Als Datenträger verwendet die PSP ein neues DVD-Format. Die so genannte "Universal Media Disk" oder kurz UMD misst knapp nur 6 Zentimeter im Durchmesser, speichert auf seinen zwei Dual-Layer-Ebenen trotzdem 1,8 Gigabyte an Daten. Genug für Spiele, genug aber auch für Filme. Sony Pictures veröffentlicht zum Start der PSP sechzehn Kinostreifen auf UMD, darunter "Hellboy", "XXX: The Next Level", "Hitch - Der Date Doktor" und "Es war einmal in Mexiko". Das Angebot soll stetig ausgebaut werden, auch um Musikvideos. Aufnahmen von Iron Maiden, Bob Marley und INXS sind bereits verfügbar. Movie- und Musik-UMDs kosten um die 20 Euro. Wer gratis "Spider-Man 2" gucken will, muss schnell sein. Sony verschenkt eine limitierte Auflage an alle PSP-Käufer, die sich online auf www.yourpsp.com als Kunden registrieren.

Viel Licht, aber auch Schatten

Der Allround-Unterhalter PSP hat allerdings auch mit Macken zu kämpfen. Beispielsweise macht der Akku schon nach fünf bis sechs Stunden schlapp und muss dann wieder für vier Stunden zum Aufladen ans Netz.

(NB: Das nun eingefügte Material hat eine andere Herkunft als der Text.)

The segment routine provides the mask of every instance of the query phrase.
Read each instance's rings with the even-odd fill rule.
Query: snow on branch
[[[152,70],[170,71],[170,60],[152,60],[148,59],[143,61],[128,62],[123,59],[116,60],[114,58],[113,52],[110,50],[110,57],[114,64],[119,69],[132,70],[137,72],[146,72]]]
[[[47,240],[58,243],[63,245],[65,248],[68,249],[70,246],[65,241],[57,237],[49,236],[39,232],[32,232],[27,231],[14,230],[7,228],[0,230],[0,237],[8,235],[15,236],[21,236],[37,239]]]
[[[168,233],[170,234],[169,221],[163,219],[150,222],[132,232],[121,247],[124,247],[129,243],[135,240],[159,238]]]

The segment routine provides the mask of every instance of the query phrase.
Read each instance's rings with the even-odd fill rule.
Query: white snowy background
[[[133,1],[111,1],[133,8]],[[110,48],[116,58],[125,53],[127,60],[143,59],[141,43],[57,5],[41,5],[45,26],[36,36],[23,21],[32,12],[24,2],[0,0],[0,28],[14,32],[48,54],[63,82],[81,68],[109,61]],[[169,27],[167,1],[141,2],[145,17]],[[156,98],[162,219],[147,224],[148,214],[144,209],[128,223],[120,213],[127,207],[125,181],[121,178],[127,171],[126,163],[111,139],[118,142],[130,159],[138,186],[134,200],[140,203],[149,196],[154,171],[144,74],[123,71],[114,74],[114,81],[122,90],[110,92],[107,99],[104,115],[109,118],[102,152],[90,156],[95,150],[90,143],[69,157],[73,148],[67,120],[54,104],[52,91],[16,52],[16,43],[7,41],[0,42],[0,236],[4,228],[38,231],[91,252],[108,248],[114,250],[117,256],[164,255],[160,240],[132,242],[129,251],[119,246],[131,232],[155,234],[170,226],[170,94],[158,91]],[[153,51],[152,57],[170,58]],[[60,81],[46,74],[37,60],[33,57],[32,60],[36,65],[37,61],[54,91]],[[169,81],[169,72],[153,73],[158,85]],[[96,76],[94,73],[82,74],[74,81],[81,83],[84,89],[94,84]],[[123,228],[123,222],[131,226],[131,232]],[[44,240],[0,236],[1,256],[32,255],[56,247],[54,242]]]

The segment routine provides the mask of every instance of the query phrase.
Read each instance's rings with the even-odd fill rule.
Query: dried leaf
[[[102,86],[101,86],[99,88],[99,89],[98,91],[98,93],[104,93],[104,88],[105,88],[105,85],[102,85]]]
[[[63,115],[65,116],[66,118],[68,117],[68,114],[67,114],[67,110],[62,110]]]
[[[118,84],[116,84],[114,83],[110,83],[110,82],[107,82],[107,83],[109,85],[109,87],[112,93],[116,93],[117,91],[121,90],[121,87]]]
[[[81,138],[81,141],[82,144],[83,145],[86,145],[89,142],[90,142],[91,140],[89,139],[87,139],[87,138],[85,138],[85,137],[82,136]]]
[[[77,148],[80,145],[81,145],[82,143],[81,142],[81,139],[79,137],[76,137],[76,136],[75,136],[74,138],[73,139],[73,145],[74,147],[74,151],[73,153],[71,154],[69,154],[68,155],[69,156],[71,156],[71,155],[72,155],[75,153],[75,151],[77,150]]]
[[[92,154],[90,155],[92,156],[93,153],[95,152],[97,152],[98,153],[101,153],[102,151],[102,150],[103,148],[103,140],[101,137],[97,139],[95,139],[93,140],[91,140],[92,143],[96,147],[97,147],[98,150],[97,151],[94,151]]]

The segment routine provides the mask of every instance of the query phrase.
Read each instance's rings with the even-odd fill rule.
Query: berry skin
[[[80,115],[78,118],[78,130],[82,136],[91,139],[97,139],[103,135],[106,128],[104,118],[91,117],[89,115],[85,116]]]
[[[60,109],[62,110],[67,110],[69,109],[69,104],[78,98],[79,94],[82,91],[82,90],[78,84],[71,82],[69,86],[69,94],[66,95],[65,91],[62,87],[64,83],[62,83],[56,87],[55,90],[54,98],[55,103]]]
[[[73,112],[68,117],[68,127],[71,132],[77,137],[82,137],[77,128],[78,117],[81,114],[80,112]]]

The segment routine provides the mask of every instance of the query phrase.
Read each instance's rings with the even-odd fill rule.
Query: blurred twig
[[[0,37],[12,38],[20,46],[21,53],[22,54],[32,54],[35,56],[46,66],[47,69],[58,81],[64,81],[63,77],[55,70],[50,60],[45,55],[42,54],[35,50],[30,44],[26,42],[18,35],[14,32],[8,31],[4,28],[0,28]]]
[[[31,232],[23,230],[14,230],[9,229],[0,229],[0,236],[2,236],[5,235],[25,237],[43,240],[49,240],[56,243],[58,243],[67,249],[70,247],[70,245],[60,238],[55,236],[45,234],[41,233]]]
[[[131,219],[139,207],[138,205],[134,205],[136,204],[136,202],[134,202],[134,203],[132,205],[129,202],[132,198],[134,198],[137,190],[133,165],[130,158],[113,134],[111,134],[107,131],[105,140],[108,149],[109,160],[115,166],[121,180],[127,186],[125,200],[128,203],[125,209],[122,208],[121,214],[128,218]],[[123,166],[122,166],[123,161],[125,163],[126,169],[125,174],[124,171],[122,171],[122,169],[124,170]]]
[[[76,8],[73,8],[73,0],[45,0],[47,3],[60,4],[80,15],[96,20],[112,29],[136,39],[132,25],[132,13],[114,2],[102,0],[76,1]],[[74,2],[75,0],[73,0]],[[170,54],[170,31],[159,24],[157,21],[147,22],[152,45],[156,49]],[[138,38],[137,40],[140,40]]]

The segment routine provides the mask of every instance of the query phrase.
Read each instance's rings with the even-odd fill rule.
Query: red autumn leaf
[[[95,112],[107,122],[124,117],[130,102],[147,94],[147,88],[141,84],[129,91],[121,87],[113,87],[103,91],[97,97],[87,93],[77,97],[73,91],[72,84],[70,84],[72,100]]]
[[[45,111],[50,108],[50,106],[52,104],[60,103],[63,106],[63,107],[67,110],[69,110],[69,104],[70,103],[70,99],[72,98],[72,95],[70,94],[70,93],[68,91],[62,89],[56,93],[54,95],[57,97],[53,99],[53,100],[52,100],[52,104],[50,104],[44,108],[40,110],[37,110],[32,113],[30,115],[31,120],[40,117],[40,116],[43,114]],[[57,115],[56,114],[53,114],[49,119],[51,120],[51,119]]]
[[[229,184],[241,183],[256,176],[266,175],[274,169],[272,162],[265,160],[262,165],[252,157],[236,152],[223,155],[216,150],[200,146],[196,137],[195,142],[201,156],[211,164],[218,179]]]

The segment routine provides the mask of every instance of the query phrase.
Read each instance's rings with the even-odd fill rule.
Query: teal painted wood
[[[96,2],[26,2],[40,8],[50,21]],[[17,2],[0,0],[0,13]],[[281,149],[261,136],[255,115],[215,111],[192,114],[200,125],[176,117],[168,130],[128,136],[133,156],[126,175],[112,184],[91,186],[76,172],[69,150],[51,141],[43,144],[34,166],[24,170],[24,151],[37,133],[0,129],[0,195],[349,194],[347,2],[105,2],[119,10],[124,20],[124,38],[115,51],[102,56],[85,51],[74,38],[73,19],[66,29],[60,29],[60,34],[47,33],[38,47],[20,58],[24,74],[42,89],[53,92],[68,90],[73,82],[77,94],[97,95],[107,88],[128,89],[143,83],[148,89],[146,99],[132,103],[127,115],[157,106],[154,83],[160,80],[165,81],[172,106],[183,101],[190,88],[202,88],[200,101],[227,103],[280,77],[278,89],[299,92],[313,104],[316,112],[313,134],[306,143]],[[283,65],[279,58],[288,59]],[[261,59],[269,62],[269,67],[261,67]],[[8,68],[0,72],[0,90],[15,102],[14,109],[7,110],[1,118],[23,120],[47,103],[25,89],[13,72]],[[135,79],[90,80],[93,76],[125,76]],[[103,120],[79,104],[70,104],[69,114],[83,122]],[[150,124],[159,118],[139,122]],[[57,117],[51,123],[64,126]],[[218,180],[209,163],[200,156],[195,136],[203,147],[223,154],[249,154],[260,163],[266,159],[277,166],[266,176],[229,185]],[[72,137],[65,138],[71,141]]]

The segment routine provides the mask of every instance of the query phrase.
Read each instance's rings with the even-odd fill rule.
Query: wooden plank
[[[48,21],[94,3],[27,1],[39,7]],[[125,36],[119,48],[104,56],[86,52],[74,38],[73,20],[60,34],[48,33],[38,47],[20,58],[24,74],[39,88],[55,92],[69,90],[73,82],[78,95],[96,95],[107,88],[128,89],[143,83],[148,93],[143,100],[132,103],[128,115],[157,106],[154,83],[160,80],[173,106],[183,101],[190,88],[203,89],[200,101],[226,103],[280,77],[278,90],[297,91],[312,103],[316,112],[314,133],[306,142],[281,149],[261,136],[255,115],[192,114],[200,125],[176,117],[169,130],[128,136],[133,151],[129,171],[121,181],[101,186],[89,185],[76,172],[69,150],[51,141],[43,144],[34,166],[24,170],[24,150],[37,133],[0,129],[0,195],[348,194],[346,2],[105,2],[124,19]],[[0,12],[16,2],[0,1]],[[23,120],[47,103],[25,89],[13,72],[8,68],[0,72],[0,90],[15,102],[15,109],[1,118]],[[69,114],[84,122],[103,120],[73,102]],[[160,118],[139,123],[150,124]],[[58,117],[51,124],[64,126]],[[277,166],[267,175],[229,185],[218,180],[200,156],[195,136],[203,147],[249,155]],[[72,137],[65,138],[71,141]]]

Problematisch ist auch die Verarbeitung des Steuerkreuzes. Es sitzt etwas zu locker in der Verschalung. Diese zwei Millimeter Spiel können in kritischen Spielsituationen Heldenleben kosten. Zudem sind Steuerkreuz und Quadrat-Aktionsknopf sehr nah am Display platziert. Dadurch sind unschöne Fingerabdrücke unvermeidbar. Sony wird wohl wissen, weshalb sie der PSP ein Poliertuch beilegen. Außerdem lässt die filigrane Verarbeitung des Ein/Aus-Schalters, der zwei Lautstärke-Taster und des Laufwerks Zweifel an der Langlebigkeit im mobilen Betrieb aufkommen.

Störende Ladepausen

In Japan, wo die PSP schon gut ein Jahr im Handel ist, beklagen viele Kunden Ausfälle der Aktionsknöpfe. In der deutschen Version der PSP seien die Probleme behoben, sagt Sony. An anderen Problemzonen wird sich aber vorerst wenig ändern. An den Ladezeiten etwa. Bei "DTM Race Driver 2“ vergehen beim Wechsel zwischen den Rennstrecken gut und gerne 15 Sekunden. Klingt nach wenig, stört aber, wenn man beim Warten auf die U-Bahn nur eben mal ein paar Minuten überbrücken will. Problematisch ist auch das Daddeln unter freiem Himmel. Das Display spiegelt stark, dadurch ist bei direkter Sonneneinstrahlung darauf kaum noch etwas zu erkennen. PSP-Zocker sollten sich ein schattiges Eckchen suchen und die schicken Ohrhörer einstöpseln, um den vollen Sound genießen zu können. Die eingebauten Lautsprecher geben den 1A-Ton der PSP leider nur unvollkommen wieder.

Fazit

Edles Design, fantastische Grafik, vielseitige Einsatzmöglichkeiten: Die PSP ist momentan ganz klar das technisch beste Videospiel-System für unterwegs, und ein tolles Style-Gadget dazu. Wer sich auf Reisen mit Games, Musik und Videos unterhalten will, kommt um Sonys Mini-Maschine kaum herum. Man muss allerdings eine handvoll Kinderkrankheiten verschmerzen können und darf sich auch keine originellen Spiele-Konzepte erwarten. PSP, das ist der Spaß einer Playstation 2, geschrumpft auf Hosentaschenformat - nicht mehr und nicht weniger.